I’ve never had them on burgers, so I can’t respond to that.
What I can say is that if you have leftover pickled beets, throw them on a salad. We have them on Chef’s Salads and they add so much that we don’t even bother to make 'em if we’re out of pickled beets. There’s some sort of play between pickled beets and hard-boiled eggs and cheese that is really, incredibly good. Oh, and the other veggies and lettuce are good, too.
I experienced the burger with beetroot a couple of times in New Zealand. The first time was on a somewhat large deluxe burger (from the Snack Shack in Te Anau, IIRC) with all manner of uncommon but justifiable toppings. Fried egg? Good; I’ve had that before. Slice of ham? Good idea. Pineapple ring (canned)? Well, since there’s ham, it should work. But then beetroot? On top of the egg and ham and pineapple and other sundry orthodox burger toppings? Why? It struck me as such a non-sequitur. For the record, the whole thing fell apart on me, so I couldn’t really evaluate the beet’s effect on the burger’s gastronomical alchemy.
Beetroot in a hamburger is fine. It performs the same function as a bread-and-butter pickle does in American food (though I prefer straight dills on my burgers.) A little sweetness and a little acidity to balance with the fat of the burger. I approve of beetroot on burgers.
I was trying to come up with an explanation for why, and I think that’s it.
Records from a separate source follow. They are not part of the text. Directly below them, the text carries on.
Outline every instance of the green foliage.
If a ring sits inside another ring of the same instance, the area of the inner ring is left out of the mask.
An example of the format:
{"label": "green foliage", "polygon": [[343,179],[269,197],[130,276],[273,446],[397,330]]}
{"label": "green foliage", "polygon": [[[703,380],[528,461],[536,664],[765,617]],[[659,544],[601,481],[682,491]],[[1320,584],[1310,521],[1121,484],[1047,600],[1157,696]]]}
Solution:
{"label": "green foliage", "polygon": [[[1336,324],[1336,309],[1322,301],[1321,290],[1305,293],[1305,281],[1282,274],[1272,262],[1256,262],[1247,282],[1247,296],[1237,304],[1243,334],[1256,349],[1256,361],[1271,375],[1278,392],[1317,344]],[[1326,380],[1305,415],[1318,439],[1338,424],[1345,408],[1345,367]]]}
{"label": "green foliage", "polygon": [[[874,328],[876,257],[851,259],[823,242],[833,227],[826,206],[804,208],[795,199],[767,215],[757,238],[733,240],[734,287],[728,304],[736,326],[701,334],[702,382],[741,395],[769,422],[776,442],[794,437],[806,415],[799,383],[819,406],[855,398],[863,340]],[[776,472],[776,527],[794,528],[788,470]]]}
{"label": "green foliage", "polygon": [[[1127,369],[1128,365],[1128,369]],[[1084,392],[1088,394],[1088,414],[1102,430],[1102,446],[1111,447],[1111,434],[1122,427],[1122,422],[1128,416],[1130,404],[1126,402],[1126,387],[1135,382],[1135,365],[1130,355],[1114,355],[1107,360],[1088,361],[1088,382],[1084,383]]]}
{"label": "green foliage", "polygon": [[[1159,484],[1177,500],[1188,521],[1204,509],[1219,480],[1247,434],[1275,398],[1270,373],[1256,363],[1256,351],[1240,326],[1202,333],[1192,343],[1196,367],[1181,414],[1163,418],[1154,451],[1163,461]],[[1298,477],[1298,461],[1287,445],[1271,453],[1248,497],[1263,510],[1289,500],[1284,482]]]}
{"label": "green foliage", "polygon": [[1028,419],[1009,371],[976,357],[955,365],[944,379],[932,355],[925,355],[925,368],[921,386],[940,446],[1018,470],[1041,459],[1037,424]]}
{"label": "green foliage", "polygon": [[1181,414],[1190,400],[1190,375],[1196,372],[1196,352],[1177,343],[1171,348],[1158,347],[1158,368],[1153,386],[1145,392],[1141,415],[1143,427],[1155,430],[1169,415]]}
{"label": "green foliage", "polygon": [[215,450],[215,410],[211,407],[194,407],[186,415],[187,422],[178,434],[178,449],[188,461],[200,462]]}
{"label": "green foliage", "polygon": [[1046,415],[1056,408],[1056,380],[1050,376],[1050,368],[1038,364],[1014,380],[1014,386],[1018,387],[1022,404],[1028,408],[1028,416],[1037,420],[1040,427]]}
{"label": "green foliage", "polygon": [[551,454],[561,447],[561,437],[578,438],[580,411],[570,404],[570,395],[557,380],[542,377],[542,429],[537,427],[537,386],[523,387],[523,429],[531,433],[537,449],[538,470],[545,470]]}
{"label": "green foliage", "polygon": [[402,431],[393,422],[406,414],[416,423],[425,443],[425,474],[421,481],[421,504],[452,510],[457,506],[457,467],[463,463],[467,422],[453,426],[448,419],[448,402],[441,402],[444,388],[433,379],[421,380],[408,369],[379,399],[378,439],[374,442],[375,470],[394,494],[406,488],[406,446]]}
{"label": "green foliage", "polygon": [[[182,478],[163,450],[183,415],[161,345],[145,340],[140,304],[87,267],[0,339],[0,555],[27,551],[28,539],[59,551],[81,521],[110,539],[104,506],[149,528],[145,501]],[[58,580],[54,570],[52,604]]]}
I love that bit of acidity you get from them. But it’s not quite as harsh (well harsh to me) of a full blown pickle.
(About the only place you’ll get pickles on a burger in Oz is in a Macca’s Quarter Pounder or Cheeseburger.)
That’s why I compare it to the bread & butter pickle. I find that to be particularly mild, with the acidity balanced by the sweetness. Dills are a bit sharper. But I can see what you’re saying. I think the acidity in the beetroot might be even more tempered.